I’m not talking about the scarf. That’s an heirloom passed down generation to generation.

I’m talking about the new kit, the new shirt, the XXXXL that has adorned your body, hopefully at the beginning of the season, but now after a dismal League Cup campaign it was feeling slightly soiled on your back.

To make matters worse, you’re now into the first few weeks of the League campaign, and things have not improved. Perhaps you have chanted sack the board or thought in your head that it would be better if the manager just walked or that all of these wonderful professionals who’ve signed contracts are empty shirts only in it for the cash. And so, your support is waning and you’re beginning to feel that you should fling that shirt into some sort of bin and not the one that every week gets emptied, washed, ironed and returned to the drawers.

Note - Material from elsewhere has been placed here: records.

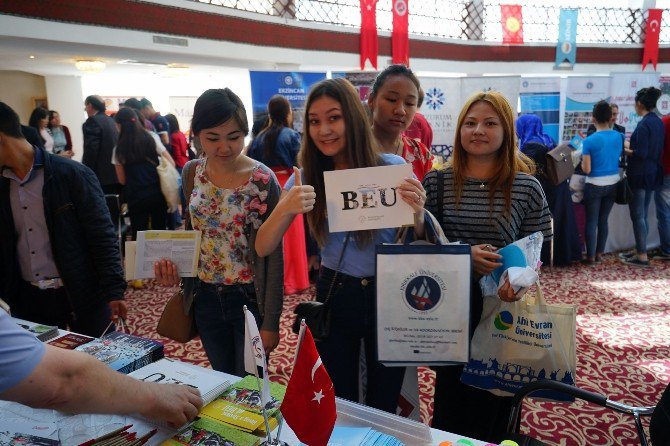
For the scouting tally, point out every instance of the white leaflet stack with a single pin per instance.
(254, 354)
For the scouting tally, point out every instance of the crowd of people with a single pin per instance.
(260, 207)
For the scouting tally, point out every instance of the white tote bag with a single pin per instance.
(519, 342)
(169, 178)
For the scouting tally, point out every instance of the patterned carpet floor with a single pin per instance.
(623, 347)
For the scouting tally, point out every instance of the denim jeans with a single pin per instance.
(662, 200)
(352, 318)
(220, 321)
(638, 208)
(598, 201)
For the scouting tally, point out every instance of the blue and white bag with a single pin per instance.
(519, 342)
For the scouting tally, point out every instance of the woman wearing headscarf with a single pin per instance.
(534, 143)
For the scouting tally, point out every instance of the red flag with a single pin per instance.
(512, 23)
(400, 34)
(309, 402)
(651, 38)
(369, 46)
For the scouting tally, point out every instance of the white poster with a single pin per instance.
(441, 105)
(182, 108)
(507, 85)
(581, 94)
(423, 304)
(622, 93)
(360, 199)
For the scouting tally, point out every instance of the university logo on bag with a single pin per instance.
(423, 290)
(504, 320)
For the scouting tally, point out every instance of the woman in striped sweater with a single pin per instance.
(489, 200)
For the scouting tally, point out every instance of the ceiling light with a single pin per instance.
(90, 66)
(174, 69)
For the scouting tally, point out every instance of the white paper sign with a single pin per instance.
(423, 305)
(360, 199)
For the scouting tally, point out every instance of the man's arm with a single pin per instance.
(75, 382)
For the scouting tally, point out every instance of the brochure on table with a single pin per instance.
(182, 247)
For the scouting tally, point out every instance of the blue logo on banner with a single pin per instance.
(423, 293)
(566, 48)
(434, 98)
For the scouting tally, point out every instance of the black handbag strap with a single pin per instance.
(339, 263)
(440, 194)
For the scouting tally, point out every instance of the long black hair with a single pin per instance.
(279, 110)
(135, 144)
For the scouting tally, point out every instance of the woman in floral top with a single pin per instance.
(393, 101)
(232, 196)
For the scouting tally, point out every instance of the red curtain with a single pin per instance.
(400, 35)
(369, 46)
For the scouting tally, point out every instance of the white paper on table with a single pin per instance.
(182, 247)
(360, 199)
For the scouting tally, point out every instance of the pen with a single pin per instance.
(106, 436)
(144, 438)
(124, 438)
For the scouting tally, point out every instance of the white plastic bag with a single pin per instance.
(169, 178)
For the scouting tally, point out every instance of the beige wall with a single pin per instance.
(17, 89)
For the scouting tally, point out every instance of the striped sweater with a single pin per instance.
(472, 222)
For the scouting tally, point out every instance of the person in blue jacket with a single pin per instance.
(644, 170)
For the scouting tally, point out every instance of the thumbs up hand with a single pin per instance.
(300, 199)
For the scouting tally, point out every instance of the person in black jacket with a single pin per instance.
(60, 262)
(100, 138)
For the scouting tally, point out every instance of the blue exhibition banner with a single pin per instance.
(541, 96)
(294, 86)
(566, 48)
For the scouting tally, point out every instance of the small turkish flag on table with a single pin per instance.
(512, 23)
(309, 402)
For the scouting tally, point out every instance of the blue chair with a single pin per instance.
(659, 425)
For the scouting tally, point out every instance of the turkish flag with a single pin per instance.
(309, 402)
(400, 34)
(369, 46)
(651, 38)
(512, 23)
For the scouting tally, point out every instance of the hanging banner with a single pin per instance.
(512, 23)
(507, 85)
(663, 103)
(400, 34)
(292, 85)
(361, 80)
(566, 48)
(441, 105)
(622, 93)
(541, 96)
(369, 43)
(651, 35)
(581, 95)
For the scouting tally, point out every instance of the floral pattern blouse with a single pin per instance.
(222, 216)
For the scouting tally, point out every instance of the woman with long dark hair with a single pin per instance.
(60, 135)
(39, 120)
(277, 146)
(644, 170)
(136, 156)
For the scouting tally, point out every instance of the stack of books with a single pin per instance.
(70, 341)
(42, 332)
(210, 383)
(235, 417)
(124, 352)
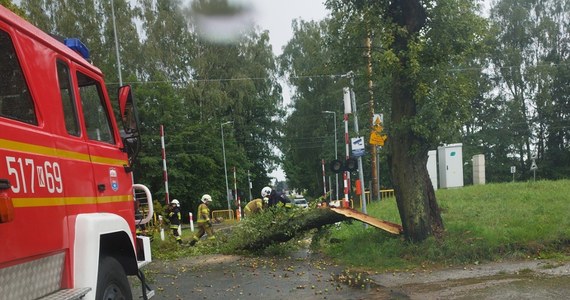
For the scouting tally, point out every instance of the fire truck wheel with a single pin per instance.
(112, 282)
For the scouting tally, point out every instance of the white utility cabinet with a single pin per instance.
(450, 165)
(478, 169)
(432, 167)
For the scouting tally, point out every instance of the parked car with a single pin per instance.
(301, 202)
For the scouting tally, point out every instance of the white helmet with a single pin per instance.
(206, 198)
(265, 192)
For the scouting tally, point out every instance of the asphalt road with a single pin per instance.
(301, 276)
(307, 276)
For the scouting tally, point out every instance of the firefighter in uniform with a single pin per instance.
(255, 206)
(174, 217)
(204, 223)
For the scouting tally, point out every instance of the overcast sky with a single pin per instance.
(276, 16)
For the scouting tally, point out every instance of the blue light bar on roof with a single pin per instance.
(77, 46)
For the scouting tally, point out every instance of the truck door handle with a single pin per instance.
(4, 184)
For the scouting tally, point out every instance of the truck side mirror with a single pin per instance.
(130, 120)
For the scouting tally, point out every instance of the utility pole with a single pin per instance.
(354, 111)
(373, 154)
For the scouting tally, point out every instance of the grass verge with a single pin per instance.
(527, 220)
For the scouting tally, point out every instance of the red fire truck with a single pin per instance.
(68, 204)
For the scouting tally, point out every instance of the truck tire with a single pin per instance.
(112, 282)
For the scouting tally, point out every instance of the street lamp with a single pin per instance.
(225, 167)
(335, 146)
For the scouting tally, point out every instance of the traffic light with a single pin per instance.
(351, 165)
(336, 166)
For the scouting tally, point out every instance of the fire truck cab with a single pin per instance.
(68, 204)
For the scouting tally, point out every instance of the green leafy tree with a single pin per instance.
(306, 59)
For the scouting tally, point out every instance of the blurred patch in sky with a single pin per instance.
(222, 21)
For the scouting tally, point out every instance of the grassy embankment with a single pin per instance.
(526, 220)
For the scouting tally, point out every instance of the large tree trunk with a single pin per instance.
(407, 156)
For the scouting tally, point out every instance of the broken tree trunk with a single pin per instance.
(285, 225)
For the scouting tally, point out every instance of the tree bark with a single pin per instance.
(419, 211)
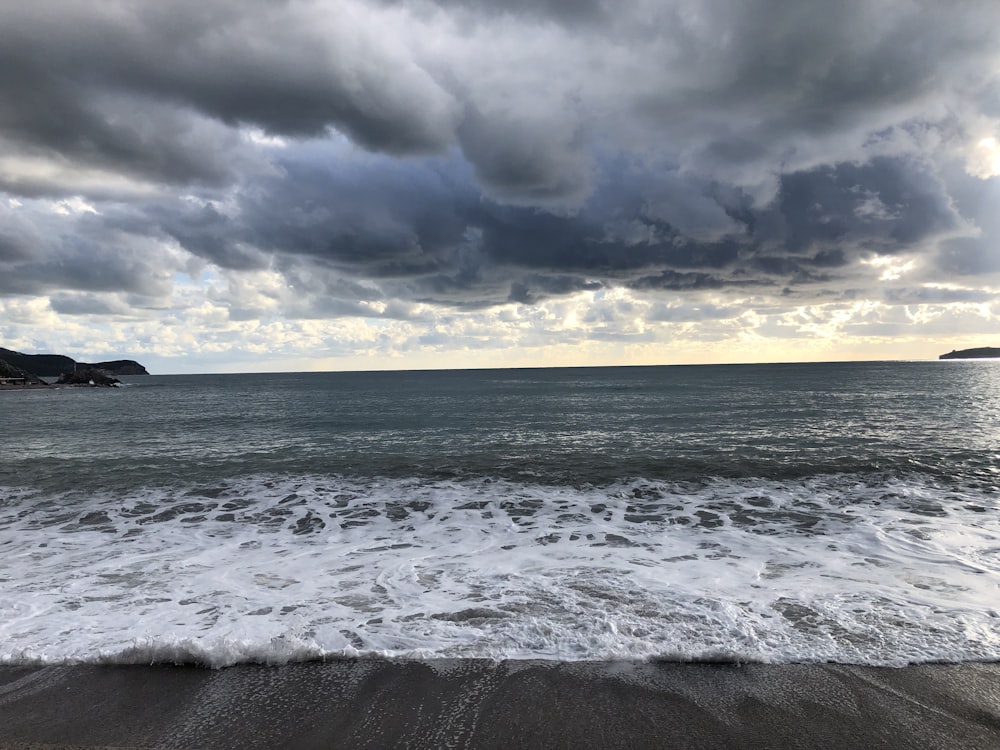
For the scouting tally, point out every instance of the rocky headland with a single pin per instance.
(18, 370)
(983, 352)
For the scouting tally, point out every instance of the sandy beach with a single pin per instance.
(481, 704)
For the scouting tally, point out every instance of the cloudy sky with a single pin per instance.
(254, 185)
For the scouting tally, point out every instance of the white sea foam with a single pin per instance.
(846, 568)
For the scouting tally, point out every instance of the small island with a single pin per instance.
(983, 352)
(18, 370)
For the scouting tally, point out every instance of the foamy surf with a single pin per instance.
(879, 569)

Our relationship with all of the clobber that is available to us inside the various grounds that we visit is personal. Consider therefore a moment, not the sponsorship logo that’s on the front of the shirt, but the message it conveys.

In the recent past, we have become very shirty, if I can use that pun, over whether or not we should have any sponsorship from any bookmaker, given that we are hammering any professional footballer who dares to enter one of their premises.

This year down in Wales at Newport County, they have taken a very interesting approach with their away strip – including the names of 36 children who came to Caerleon in 1937, as well as phrases in Welsh, English and Basque.

This part of Wales welcomed 36 children, relocated from the Basque country in Bilbao after Guernica was bombed in the Spanish Civil War. They fled the bombing to set up life in Wales.

And so this season, Newport County’s away shirt is modelled on Atletico Bilbao’s shirt, who are a very interesting club in themselves – they will only sign players from the Basque country.

This relationship between Atletico Bilbao and Newport County has been cemented over decades and is based on a local community welcoming in Spanish children escaping war.

It’s interesting in the context of where we are in the world now, as increasing numbers of people are joining protests outside of hotels, that here we have an example of innocent children moved from a place of war into a place of safety and given the haven that they needed without question or thought.

Of course, shirt sponsorship has seen several charities getting to the front of a football shirt. That included a year or so ago at Greenock Morton, who were the first to put the veterans’ charity at Erskine, which is local to Greenock Morton, and the football club itself, on the front of their away shirt. It cemented a relationship between the two.

There are many more examples, including Barcelona and the Save the Children Fund, where statements are being made, not just to the footballing authorities, but also to the world in general, that this is the type of institution we wish to become.

Wasn’t it Gandhi who said be the change that you want to see?

And so, as you pick up that shirt and contemplate who is on the front of it, whether it be one of the sponsors who had to get into a draw to be pulled out of a hat to claim the space on the shirt, or they happen to be a multi-millionaire somewhere in the world who has an affinity and soft spot for that club, or a world-famous pop group like Wet Wet Wet who sponsored Clydebank.

But it is more special for Newport County, not just because they have sold more shirts abroad than they have at home, making it an interesting commercial decision.

And so, when you go and you buy whatever it is that you wish to get in the club shop, be it a key ring, the dressing gown, the mug, the scarf, make sure it goes somewhere safe.

Because in years to come, like the Clydebank shirt with Wet Wet Wet on the front it may become a collector’s edition, or it might, like the Newport County shirt, encourage a little tear in the eye, like it did for the club’s creative director, Neil Heard.

And let’s be honest, it’s a hell of a lot better than the tear you shed when you’re getting humped by lower league opposition in some far-flung place of Scotland on a weight-drizzly October night in the far reaches of a cup competition, that you never wanted to be part of.